Home of ChanRobles Virtual Law Library

PHILIPPINE SUPREME COURT DECISIONS

SECOND DIVISION

[A.C. No. 1484. June 19, 1980.]

ARSENIO V. MENDOZA, Petitioner, v. ARSENIO MERCADO, Respondent.


D E C I S I O N


AQUINO, J.:


On July 1, 1975, Arsenio V. Mendoza filed a complaint, charging Arsenio Mercado, an assistant provincial fiscal of Bulacan, with professional incompetence because in 1957 he notarized a deed of donation mortis causa which in 1974 was declared void by the Court of First Instance of Bulacan for not having been executed in the form of a last will and testament.

In that instrument, Agueda Mendoza donated to her sister, Felisa P. Mendoza, her share in a house and lot with an area of nine hundred seventy-two square meters, located at Sta. Maria, Bulacan.

Allegedly because of the nullity of the deed of donation, the devise of that share to complainant Arsenio V. Mendoza and Generoso Mendoza in the last will and testament of the donee, Felisa P. Mendoza, became ineffectual or inoperative.

However, the decision of the Court of First Instance of Bulacan, declaring the donation void, is pending appeal in Mendoza v. Mendoza, CA-G.R. No. 57057-R. In that case, herein complainant Arsenio V. Mendoza, as a defendant, contented that the donation is valid because it was executed in accordance with law.

The issue raised by the parties herein in the Solicitor General’s Office is whether respondent Mercado prepared the said deed of donation mortis causa or merely notarized it.

The Solicitor General found that the deed of donation was prepared by lawyer Dioscoro M. Juan (he died in 1961), the mayor of Bocaue, Bulacan, an alleged relative of complainant Mendoza, and that Mercado acted in good faith in notarizing it.

Professional incompetence is not among the grounds for disbarment specified in section 27, Rule 138 of the Rules of Court. It is true that the enumeration of the grounds for disbarment in section 27 is not exclusive and that there may be a case where a lawyer should be disbarred for inexcusable ignorance of the law.

Nevertheless, in the instant case, we are satisfied that disciplinary action should not be taken against the respondent for having ratified a deed of donation mortis causa which was not in the form of a will.

One has only to read the decided cases on the controversial issue of when a donation should be regarded as inter vivos and when mortis causa in order to know that some lawyers are excusably unfamiliar with the rule that the donation mortis causa has ceased to be an independent legal concept in the Civil Code and that it should have the form of a last will and testament (See Alejandro v. Geraldez, L-33849 and Diaz v. Geraldez, L-33968, August 18, 1977, 78 SCRA 245).
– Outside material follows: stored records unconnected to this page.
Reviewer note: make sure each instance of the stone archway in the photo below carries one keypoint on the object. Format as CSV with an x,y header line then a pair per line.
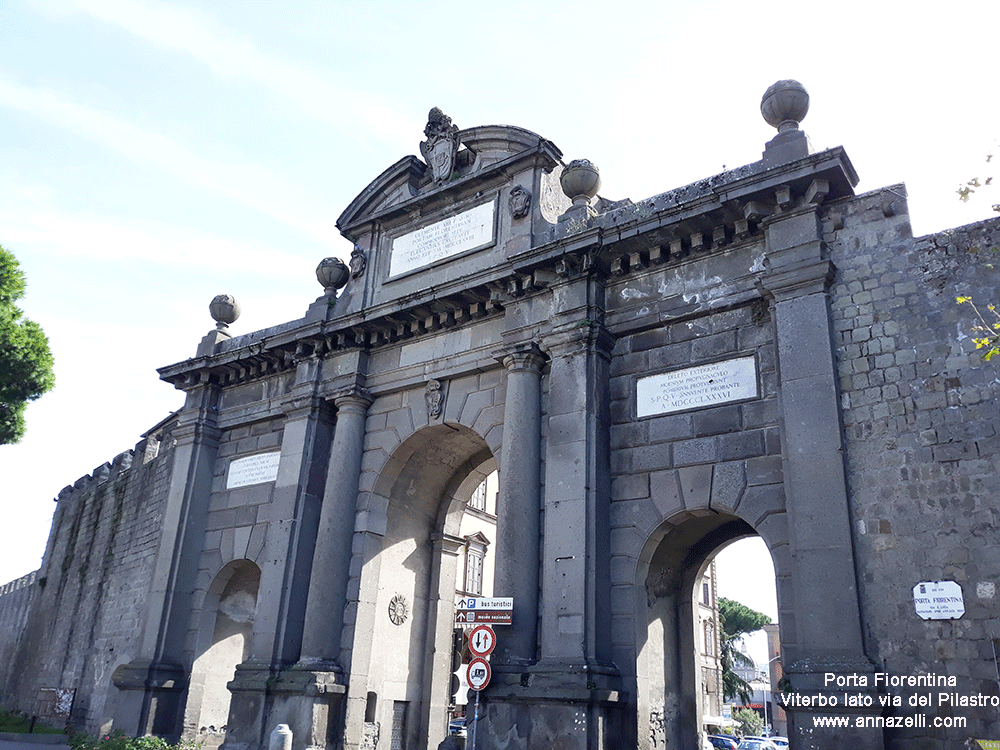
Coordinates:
x,y
406,608
674,560
224,640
"An attorney-at-law is not expected to know all the law. For an honest mistake or error, an attorney is not liable." Chief Justice Abbott said that "no attorney is bound to know all the law; God forbid that it should be imagined that an attorney or a counsel, or even a judge, is bound to know all the law" (Montorious v. Jefferys, 2 Car. & P. 113, cited in In re Filart, 40 Phil. 206, 208).

WHEREFORE, the complaint for disbarment is dismissed.

SO ORDERED.

Barredo (Chairman), Concepcion, Jr., Abad Santos and De Castro, JJ., concur.

Justice De Castro was designated to sit in the Second Division.